Bienvenida al poeta

de Los otros males

Jaime Muñoz Vargas

De Daniel Maldonado —desde ahora le recomiendo eliminar la inicial de su segundo nombre y el apellido Sánchez—, conozco apenas cuatro datos: es oriundo de Torreón, nació en 1978, ha dado a conocer su obra en publicaciones periódicas y, lo más importante, que es poeta de los cuatro costados. Su primer libro individual, Los otros males, muestra con claridad de mediodía que en La Laguna cada vez se abrevia más la madurez de los escritores talentosos. Lo que antes costaba décadas o lustros —una voz propia—, ahora lo consiguen muchos jóvenes en tres o cuatro años, y a veces en menor tiempo. Eso, me parece, habla muy bien del caldo de cultivo cultural en el que están nadando y, también, de saludables magisterios, magisterios como el de Saúl Rosales, quien ha visto nacer y desarrollarse, sospecho que vertiginosamente, las virtudes literarias de autores como Daniel Maldonado, poeta al que desde ahora le anticipo un sitio especial en la comarca de nuestras letras, y más allá.

         Los otros males es una edificación literaria con tres recintos. En este tríptico son albergados 89 poemas, casi todos de mediano aliento, todos cincelados con una mano llena de sensibilidad. Me colma de admiración, de entrada, el cuidadoso orden de los tres segmentos, su esmero por evitar las revolturas. Los poemas de la primera estancia —encabezada como “Nocturnal”— caminan en la penumbra y en todos atraviesa el luminoso rayo de la oscuridad; la segunda, “Sobre-escritura y otros males”, es, como sugiere este frontis, una especie de recorrido de la palabra sobre el sendero de la palabra, extraordinaria reflexión metaliteraria, acaso la mejor porción del libro; la última, “Eros perpetrado (el mal eterno)”, andamia en versos la casi inalcanzable y siempre deseada persistencia del amor.

         Luego de ver el croquis que muestra a vuelo de pájaro la bien equilibrada estructura de Los otros males, me retienen tres características evidentes en el quehacer poético de Daniel Maldonado: la seguridad de sus trazos, el dominio de la música verbal y la tendencia a un decir hermoso pero arropado en velos que apenas insinúan la silueta del significado.
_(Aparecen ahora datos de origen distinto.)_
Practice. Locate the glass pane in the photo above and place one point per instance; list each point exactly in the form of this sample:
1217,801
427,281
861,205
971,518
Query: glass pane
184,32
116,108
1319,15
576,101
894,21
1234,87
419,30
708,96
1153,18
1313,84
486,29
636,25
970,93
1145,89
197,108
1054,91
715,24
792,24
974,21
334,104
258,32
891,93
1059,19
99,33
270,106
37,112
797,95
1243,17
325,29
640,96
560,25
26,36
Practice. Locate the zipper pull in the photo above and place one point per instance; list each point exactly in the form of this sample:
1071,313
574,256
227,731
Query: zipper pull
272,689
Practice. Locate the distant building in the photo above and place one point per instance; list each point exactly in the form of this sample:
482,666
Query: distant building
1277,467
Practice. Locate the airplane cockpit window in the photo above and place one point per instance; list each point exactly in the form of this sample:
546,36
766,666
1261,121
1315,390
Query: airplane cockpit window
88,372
Desgloso esto.

En el primer caso, Daniel muestra que a los 24 años no le tiembla el pulso para dejar caer sus palabras en la indefensa blancura de la hoja. Por eso enfatizo que hay en sus poemas una especie de seguridad adulta pero fresca, de tal manera que la madurez que ya exhibe no impide reconocer en él una voz joven y plena de resultados reales y potenciales. Digo esto mismo en términos más íntimos: si yo hubiera escrito con ese temple a los 24, a estas alturas ya tendría calzados los laureles en la sienes. Pero cuidado. Debemos recordarle a Daniel la ya legendaria divisa de mi querido amigo José Lezama Lima: escribir poesía a los 24 puede no ser tan difícil; lo complicado es llegar a la friolera de los sesenta y seguir haciendo versos. Creo sin embargo que en su corazón habita un poeta poeta, uno de esos hombres a los que se les dificulta digerir el mundo así como está hecho, y eligen el camino de la imago lezamiana como pan y sal cotidianos. La seguridad de su palabra, insisto, me lo demuestra, y me daría gusto comprobar dentro de veinte años que no me he equivocado.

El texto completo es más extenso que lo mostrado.